Set in 1919 Philadelphia, the play concerns two Black sisters settling their mother’s estate after her death. Annelle is a happy socialite desperate to return to the safe illusion of a perfect life with her husband in Boston. Janet is a single, professional nurse, determined to change history and propel Black women to a place of prominence and respect. Upon discovering a series of diaries left by their late mother, they find themselves confronted with a woman they never really knew, exposing buried truths from the past that are chillingly, explosively Relentless.
“I don’t know that this story has ever been told from the perspective of these types of characters, at least not in this genre,” says Abercrumbie. “Often the part of American history that is labeled Black History—specifically as it relates to how and when Black Victorians existed and were effective—is largely left out, somehow. Either it’s collectively agreed that it didn’t exist, or IF it did exist, its importance to the American landscape is deemed irrelevant or at best insignificant, and therefore a collective demand that it be forgotten or ‘gotten over’ has been nurtured and accepted. Many of the themes the characters in Relentless deal with remain very relevant today—racism, sexism, feminism, poverty, mental illness, infant mortality, police brutality. Those battles have been relentlessly fought over and over, yet here we are in 2022 still fighting against the same injustices.”

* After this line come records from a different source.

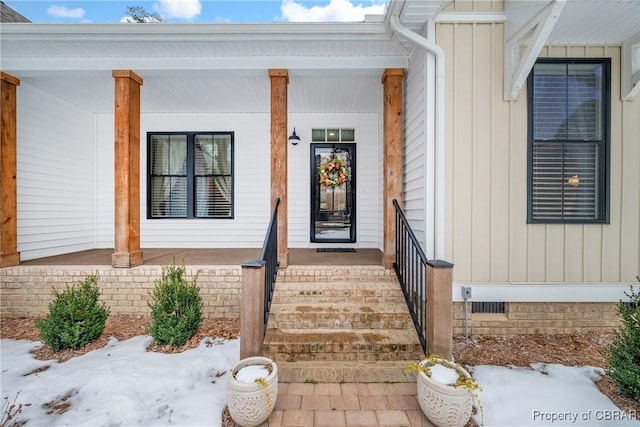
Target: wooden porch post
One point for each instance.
(252, 309)
(439, 328)
(279, 164)
(127, 251)
(9, 254)
(392, 158)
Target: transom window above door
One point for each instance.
(332, 135)
(190, 175)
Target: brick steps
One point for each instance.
(345, 372)
(339, 315)
(352, 345)
(340, 324)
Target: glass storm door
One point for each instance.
(333, 195)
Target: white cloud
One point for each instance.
(335, 11)
(65, 12)
(181, 9)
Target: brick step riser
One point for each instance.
(354, 296)
(279, 299)
(358, 372)
(336, 274)
(346, 357)
(338, 321)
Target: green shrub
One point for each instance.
(75, 318)
(624, 351)
(176, 307)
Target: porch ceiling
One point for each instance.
(204, 68)
(216, 92)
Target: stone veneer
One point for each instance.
(27, 290)
(539, 318)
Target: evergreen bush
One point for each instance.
(624, 351)
(176, 307)
(75, 317)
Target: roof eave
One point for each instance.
(196, 31)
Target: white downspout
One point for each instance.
(438, 53)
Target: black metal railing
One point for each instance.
(411, 268)
(269, 256)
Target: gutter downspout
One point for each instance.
(438, 53)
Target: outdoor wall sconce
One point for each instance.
(294, 139)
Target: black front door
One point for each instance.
(333, 195)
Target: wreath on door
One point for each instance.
(333, 173)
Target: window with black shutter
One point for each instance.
(568, 141)
(190, 175)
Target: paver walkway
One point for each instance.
(346, 405)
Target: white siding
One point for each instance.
(251, 184)
(55, 179)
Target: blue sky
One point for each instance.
(181, 11)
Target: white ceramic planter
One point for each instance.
(251, 404)
(444, 405)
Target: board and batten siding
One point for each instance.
(487, 237)
(55, 175)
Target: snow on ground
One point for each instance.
(124, 385)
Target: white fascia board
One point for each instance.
(471, 17)
(545, 292)
(195, 32)
(24, 66)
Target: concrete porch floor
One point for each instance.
(218, 256)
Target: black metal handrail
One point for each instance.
(411, 268)
(269, 256)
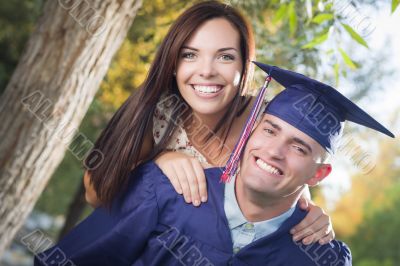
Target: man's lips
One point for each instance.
(268, 167)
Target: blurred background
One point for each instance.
(352, 45)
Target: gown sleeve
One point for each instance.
(110, 237)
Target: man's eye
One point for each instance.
(299, 149)
(269, 131)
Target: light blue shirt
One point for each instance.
(242, 231)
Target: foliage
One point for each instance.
(17, 20)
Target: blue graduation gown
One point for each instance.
(152, 225)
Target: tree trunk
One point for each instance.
(48, 95)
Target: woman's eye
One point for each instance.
(227, 57)
(188, 55)
(300, 150)
(269, 131)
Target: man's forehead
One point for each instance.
(291, 131)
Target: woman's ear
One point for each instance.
(323, 171)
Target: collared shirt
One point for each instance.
(242, 231)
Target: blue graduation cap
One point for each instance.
(307, 104)
(314, 107)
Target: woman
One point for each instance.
(192, 94)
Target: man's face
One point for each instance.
(279, 159)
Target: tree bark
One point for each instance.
(48, 95)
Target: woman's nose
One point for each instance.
(207, 68)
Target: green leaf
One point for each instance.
(292, 18)
(322, 17)
(347, 59)
(316, 41)
(309, 8)
(395, 4)
(280, 14)
(355, 35)
(336, 69)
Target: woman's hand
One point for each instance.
(186, 175)
(315, 227)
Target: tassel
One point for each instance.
(233, 162)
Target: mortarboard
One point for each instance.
(311, 106)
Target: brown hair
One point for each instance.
(120, 142)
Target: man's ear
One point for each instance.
(323, 171)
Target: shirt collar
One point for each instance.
(235, 216)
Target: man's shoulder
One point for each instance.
(334, 253)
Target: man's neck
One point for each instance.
(258, 207)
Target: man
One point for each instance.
(152, 225)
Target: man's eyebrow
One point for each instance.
(219, 50)
(277, 127)
(303, 143)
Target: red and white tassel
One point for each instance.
(233, 162)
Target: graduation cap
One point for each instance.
(315, 108)
(311, 106)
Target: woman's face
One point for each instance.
(209, 67)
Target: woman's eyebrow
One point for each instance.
(219, 50)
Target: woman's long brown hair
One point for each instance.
(121, 141)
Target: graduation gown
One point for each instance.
(152, 225)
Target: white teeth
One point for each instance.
(207, 89)
(263, 165)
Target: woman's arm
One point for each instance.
(316, 226)
(186, 175)
(90, 192)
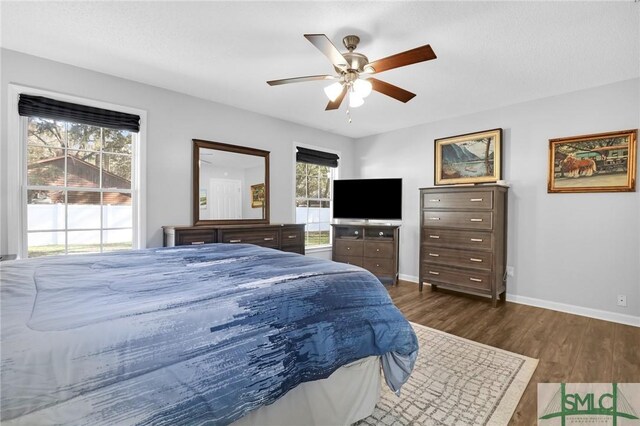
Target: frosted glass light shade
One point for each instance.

As previously reported in this blog, Abercrumbie was profiled in a feature published November 24, 2021, in the Chicago Reader, Chicago’s leading alternative publication. Headlined “Tyla Abercrumbie is About More Than The Chi,” the article recounts that Abercrumbie, who grew up in Chicago’s west-side Austin neighborhood, enrolled at Columbia College after dropping out of Roosevelt University. After launching her stage career at Chicago’s ETA Creative Arts Foundation, she began pursuing TV work, eventually landing a recurring role in The Chi, the shot-in-Chicago Showtime series created by Columbia College alum Lena Waithe ’06. Today she divides her time between TV and stage, and between acting and playwriting.
The production team for Relentless includes Columbia College Theatre Department faculty members Heather Gilbert (lighting designer), Mike Tutaj (projections designer), and Khalid Y. Long (dramaturg). As previously reported in this blog, Relentless was scheduled to premiere in May 2020 at TimeLine Theatre until the production was postponed due to the Coronavirus pandemic. In September 2020, the play was showcased in an online event titled “Relentless: The Journey from the Black Victorian to Black Lives Matter” as part of TimeLine’s virtual Setting the Stage public program series. An edited version of that program may be viewed at youtube.com/timelinetheatre.